Many other directors have gotten their first shot at filmmaking with Pressman, including Sylvester Stallone (Paradise Alley), Oliver Stone (The Hand), David Mamet (Homicide), and David Byrne (True Stories). Foreign directors such as Rainer Werner Fassbinder (Despair), Wolfgang Peterson (Das Boot), Fred Schepisi (Plenty), and Taviani Brothers (Good Morning Babylon) have had Pressman as their producer.
Pressman's producing credits also include John Milius' Conan the Barbarian, Oliver Stone's Wall Street, Danny Devito's Hoffa, Abel Ferrara's Bad Lieutenant, Kathyrn Bigelow's Blue Steel, Mark Frost's Storyville, Sam Raimi's Crimewave, Bob Swaim's Half Moon Street, Alex Cox's Walker, Chris Monger's Waiting for the Light, John Frankenheimer's Year of the Gun, John Byrum's Heartbeat, and Joan Tewkesbury's Old Boyfriends.
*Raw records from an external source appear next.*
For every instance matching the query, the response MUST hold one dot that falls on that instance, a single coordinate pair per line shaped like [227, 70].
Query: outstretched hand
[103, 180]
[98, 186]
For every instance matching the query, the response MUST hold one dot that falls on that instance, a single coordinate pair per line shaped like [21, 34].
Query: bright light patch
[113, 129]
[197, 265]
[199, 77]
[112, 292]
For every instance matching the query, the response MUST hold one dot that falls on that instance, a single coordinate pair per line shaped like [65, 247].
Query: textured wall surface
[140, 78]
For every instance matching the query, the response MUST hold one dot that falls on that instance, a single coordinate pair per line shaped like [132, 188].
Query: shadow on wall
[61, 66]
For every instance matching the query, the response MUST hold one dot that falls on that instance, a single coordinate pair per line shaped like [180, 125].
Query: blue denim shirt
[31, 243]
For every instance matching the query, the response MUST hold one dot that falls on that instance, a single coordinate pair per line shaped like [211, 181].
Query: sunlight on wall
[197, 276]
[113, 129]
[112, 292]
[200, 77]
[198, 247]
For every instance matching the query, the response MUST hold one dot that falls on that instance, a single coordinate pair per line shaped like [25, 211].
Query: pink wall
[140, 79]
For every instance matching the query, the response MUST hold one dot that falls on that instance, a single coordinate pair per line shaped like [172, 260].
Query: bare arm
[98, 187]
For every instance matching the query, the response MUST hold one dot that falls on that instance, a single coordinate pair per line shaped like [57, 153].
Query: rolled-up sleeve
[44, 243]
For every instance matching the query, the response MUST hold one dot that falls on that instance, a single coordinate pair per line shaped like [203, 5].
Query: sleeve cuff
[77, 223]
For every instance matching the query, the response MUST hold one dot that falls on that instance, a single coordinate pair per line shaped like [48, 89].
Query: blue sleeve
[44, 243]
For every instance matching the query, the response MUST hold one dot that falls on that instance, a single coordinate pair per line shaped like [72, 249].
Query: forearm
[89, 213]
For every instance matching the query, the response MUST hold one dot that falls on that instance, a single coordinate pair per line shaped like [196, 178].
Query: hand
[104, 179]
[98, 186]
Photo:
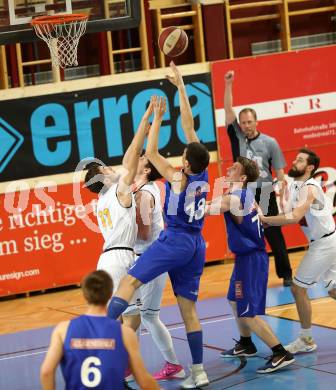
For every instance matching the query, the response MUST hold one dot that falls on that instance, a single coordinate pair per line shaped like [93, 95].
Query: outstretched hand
[229, 76]
[150, 108]
[159, 104]
[176, 77]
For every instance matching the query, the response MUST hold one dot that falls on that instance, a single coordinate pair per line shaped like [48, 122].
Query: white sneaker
[197, 378]
[301, 344]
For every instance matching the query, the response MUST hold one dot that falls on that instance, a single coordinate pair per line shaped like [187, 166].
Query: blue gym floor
[21, 353]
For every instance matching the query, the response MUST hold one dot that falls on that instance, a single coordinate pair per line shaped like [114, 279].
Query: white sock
[160, 336]
[306, 332]
[197, 367]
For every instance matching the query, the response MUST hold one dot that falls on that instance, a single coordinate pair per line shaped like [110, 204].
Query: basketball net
[61, 32]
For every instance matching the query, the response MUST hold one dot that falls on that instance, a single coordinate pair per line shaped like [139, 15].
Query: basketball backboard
[104, 15]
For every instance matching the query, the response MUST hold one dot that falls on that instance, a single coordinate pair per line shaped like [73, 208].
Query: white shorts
[318, 264]
[116, 263]
[151, 295]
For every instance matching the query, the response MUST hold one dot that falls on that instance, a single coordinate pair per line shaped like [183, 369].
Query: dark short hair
[92, 179]
[250, 169]
[313, 159]
[198, 157]
[154, 174]
[97, 287]
[248, 109]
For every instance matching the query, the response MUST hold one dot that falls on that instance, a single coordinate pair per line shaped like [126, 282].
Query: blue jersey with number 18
[186, 210]
[249, 235]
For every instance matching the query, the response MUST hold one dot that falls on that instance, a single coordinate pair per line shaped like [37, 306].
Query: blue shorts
[181, 254]
[248, 283]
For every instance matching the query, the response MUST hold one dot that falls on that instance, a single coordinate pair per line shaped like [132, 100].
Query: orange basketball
[173, 41]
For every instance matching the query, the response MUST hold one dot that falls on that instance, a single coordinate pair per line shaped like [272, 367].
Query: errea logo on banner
[10, 141]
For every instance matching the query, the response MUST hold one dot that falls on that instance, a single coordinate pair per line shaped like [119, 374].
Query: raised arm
[144, 214]
[131, 159]
[133, 152]
[186, 114]
[230, 115]
[306, 198]
[53, 357]
[160, 163]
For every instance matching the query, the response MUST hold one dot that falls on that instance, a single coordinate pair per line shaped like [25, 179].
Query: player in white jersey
[150, 223]
[311, 208]
[116, 212]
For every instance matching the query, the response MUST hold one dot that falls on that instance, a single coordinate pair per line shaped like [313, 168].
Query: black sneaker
[276, 362]
[240, 350]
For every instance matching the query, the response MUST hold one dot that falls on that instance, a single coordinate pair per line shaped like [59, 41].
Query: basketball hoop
[61, 32]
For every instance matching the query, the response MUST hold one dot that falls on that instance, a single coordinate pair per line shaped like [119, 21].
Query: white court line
[145, 333]
[26, 354]
[293, 303]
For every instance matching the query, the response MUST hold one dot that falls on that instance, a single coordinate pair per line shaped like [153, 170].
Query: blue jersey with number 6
[186, 210]
[249, 235]
[94, 356]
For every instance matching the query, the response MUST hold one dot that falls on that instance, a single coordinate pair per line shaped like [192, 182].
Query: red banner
[293, 94]
[295, 100]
Recent releases include last summer's futuristic thriller, Judge Dredd, starring Sylvester Stallone; the hugely successful release The Crow, which grossed more than $100 million worldwide; and Street Fighter, the explosive action-drama starring Jean-Claude Van Damme and the late Raul Julia, which also grossed over $100 million.
Among the honors Pressman has received are the John Cassavetes Award for Independent Feature Project West in 1991 and the Chevalier des Arts et Lettres medal in 1989. He was named the best producer of the 1980s in an American Film poll of 54 of the nation's top critics, and has been honored with retrospectives at New York's Museum of Modern Art, the Pacific Film Archive in Berkeley, the Walker Art Center in Minneapolis and the National Film Theater in London.
Forthcoming from Pressman is City Hall, directed by Harold Becker and starring Al Pacino, John Cusack, Bridget Fonda and Martin Landau; and an up-dated version of The Island of Dr. Moreau, currently in post-production, directed by John Frankenheimer and starring Marlon Brando and Val Kilmer.